Firstly, the spatial and temporal pattern of neurophysiological responses in elderly control participants replicated those previously demonstrated in young people40, which have been successfully modelled in a predictive coding framework33, and which cannot be effectively modelled by sharpening theories of neural representation32. Current instantiations of predictive coding models state that each stage of the processing hierarchy passes forwards to the next stage only prediction errors and backwards only predictions2, 3. An alternative hypothesis—which might explain some of the present data—is that prior expectations are set up in frontal regions but not fed back to superior temporal regions41, 42. When auditory input is received, a process of sensory analysis begins in temporal lobe, with the output fed forwards to frontal regions in real-time, where a matching process occurs. If frontal regions detect that the auditory information matches expectations, they indicate that further processing is unnecessary by feeding back a stop signal to temporal regions. Such a mechanism could also account for our observation of a delayed reduction in superior temporal activity when the text cue is matching. However, this stop-signal hypothesis is unable to account for an increase in top-down, frontal to temporal, connectivity in the patient group. It is also inconsistent with fMRI evidence demonstrating an interaction of prior knowledge and sensory detail in superior temporal representations of degraded speech32. These fMRI findings can only by simulated by a computational model in which superior temporal regions represent the discrepancy between predicted and heard speech (i.e. prediction error). In the predictive coding model, the delayed neural effects of cue congruency observed here reflect an iterative process whereby predictions are recursively updated to minimise error; this process operates more slowly in our patient group, and is reflected in greater fronto-temporal coherence.

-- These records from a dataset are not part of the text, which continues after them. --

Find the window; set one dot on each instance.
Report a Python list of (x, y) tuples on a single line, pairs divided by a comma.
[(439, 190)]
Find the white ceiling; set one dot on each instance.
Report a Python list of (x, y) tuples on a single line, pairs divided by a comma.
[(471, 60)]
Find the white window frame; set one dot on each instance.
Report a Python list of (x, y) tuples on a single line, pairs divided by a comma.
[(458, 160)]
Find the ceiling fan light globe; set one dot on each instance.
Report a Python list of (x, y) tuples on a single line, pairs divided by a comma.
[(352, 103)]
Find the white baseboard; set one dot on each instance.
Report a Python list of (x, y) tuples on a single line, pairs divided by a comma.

Most models of prediction and perception, including our own Bayesian modelling, make the assumption that perceptual outcomes represent an ideal observation of peripheral sensation. This might not be the case if individuals hold aberrant beliefs about the fidelity of their sensory input based on differences in previous experience. The results of our Bayesian modelling are inconsistent with the view that our patients are not ideal observers of their sensory experience. If patients with nfvPPA had learnt that their auditory input were unreliable, this could only explain the present data by proposing a dissociation between an underestimation of the precision of their sensory input when reporting perceptual clarity (Experiment 1) and an intact ability to discriminate sensory features when distinguishing alternative vocoded words (Experiment 2)41. This would manifest in our Bayesian modelling as an increase in perceptual threshold, as any given distribution of sensory input would be reported as less clear. In fact, we found that patients did not statistically differ from controls in terms of their perceptual thresholds. Indeed, the trend was towards lower thresholds, which might reflect an appropriate downwards extension of the bottom-end of their perceptual clarity rating scale to reflect the fact that they were slightly less good at identifying vocoded speech than controls (Experiment 2), indicating that they had access to slightly less sensory detail during the experiment. Therefore, our behavioural results cannot be accounted for by patients with nfvPPA not being ideal observers of vocoded speech.

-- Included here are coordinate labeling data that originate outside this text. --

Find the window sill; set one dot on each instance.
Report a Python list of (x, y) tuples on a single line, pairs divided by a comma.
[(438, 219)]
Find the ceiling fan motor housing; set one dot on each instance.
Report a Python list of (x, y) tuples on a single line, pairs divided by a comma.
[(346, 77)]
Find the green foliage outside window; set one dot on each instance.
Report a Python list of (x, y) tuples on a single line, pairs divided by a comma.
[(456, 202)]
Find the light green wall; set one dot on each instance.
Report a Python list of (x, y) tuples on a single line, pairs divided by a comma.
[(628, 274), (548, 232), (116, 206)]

The hypothesis that beta oscillations represent the instantiation of predictions has existed for some time (see ref. 56 for review). It has been supported by evidence including computational simulations55, and empirical observations of backward beta connectivity in speech processing58. More recently, direct recordings from human auditory cortex have directly linked beta frequency oscillations to the updating of predictions19, based on correlations between observed brain activity and Bayes-optimal predictions generated from presented stimuli. In our cohort, we not only replicate the finding of beta oscillations as a correlate of prediction instantiation, but go further in demonstrating that, irrespective of disease status, the strength of this beta activity across participants relates to the precision of their predictions, as determined by our Bayesian behavioural modelling.

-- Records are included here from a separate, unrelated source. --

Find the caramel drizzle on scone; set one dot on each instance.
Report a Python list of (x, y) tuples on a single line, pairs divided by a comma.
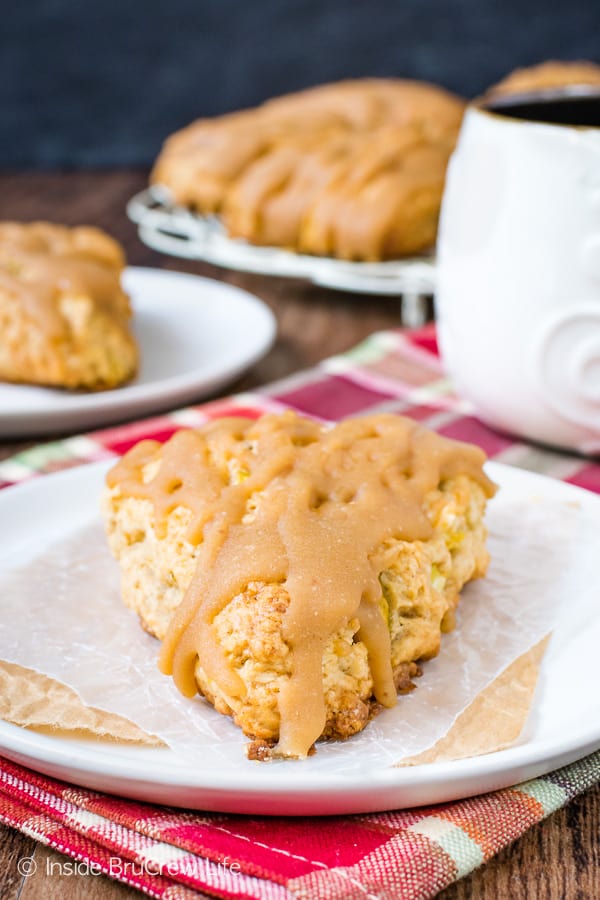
[(42, 262), (309, 508)]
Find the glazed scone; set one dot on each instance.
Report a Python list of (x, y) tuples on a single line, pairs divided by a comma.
[(548, 76), (64, 318), (353, 170), (336, 556)]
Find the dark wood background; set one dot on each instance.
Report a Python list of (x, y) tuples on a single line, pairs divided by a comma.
[(557, 860)]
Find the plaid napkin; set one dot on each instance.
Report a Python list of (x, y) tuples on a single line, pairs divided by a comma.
[(396, 855)]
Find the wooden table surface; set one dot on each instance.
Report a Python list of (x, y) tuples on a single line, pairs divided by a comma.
[(555, 860)]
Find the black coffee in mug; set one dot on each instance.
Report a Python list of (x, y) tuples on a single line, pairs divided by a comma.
[(566, 107)]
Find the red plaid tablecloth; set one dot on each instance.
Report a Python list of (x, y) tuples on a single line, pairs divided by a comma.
[(408, 854)]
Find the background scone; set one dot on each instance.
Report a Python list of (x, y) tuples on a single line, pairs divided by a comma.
[(298, 574), (353, 169), (64, 318)]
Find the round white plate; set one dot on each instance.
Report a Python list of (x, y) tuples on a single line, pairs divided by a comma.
[(172, 229), (564, 724), (195, 335)]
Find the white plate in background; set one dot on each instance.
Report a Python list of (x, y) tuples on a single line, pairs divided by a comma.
[(195, 335), (564, 724)]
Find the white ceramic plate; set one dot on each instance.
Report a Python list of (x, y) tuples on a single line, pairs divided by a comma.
[(195, 335), (564, 724)]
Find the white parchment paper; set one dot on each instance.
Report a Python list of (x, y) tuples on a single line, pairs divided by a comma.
[(62, 615)]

In clinic, patients with nfvPPA often complain of difficulties in hearing speech that are disproportionate to any measured deficits and resistant to hearing aids. We found a dissociation in subjective assessment between understanding speech in noise (which was rated as equally difficult for both groups), and speech in quiet (which only patients rated as difficult). Greater difficulty in quiet environments may seem counterintuitive at first, but it is consistent with the predictive coding hypothesis. Successful perception and comprehension of speech requires continuous updating of predictions based on sentential context and other cues. In a noisy environment, it is beneficial for listeners to rely heavily on these prior predictions as the patients do, because the sensory signal to noise ratio is poor. In a quiet environment, however, this is a suboptimal strategy as greater reliance can and should be placed on more precise or informative sensory inputs. If patients are unable to flexibly adapt the precision of their predictions to quiet listening environments, speech-in-quiet will remain difficult. It might be that globally strong predictions in nfvPPA are an adaptation to their inflexibility, as dysfunctioning networks are forced to choose one prediction strength for all scenarios. If, instead, predictions were globally weakened, this would be beneficial to the perception of speech-in-quiet but detrimental to speech-in-noise, perhaps having a greater overall cost to intelligibility in a dynamic environment (see ref. 14 for similar arguments in motor control).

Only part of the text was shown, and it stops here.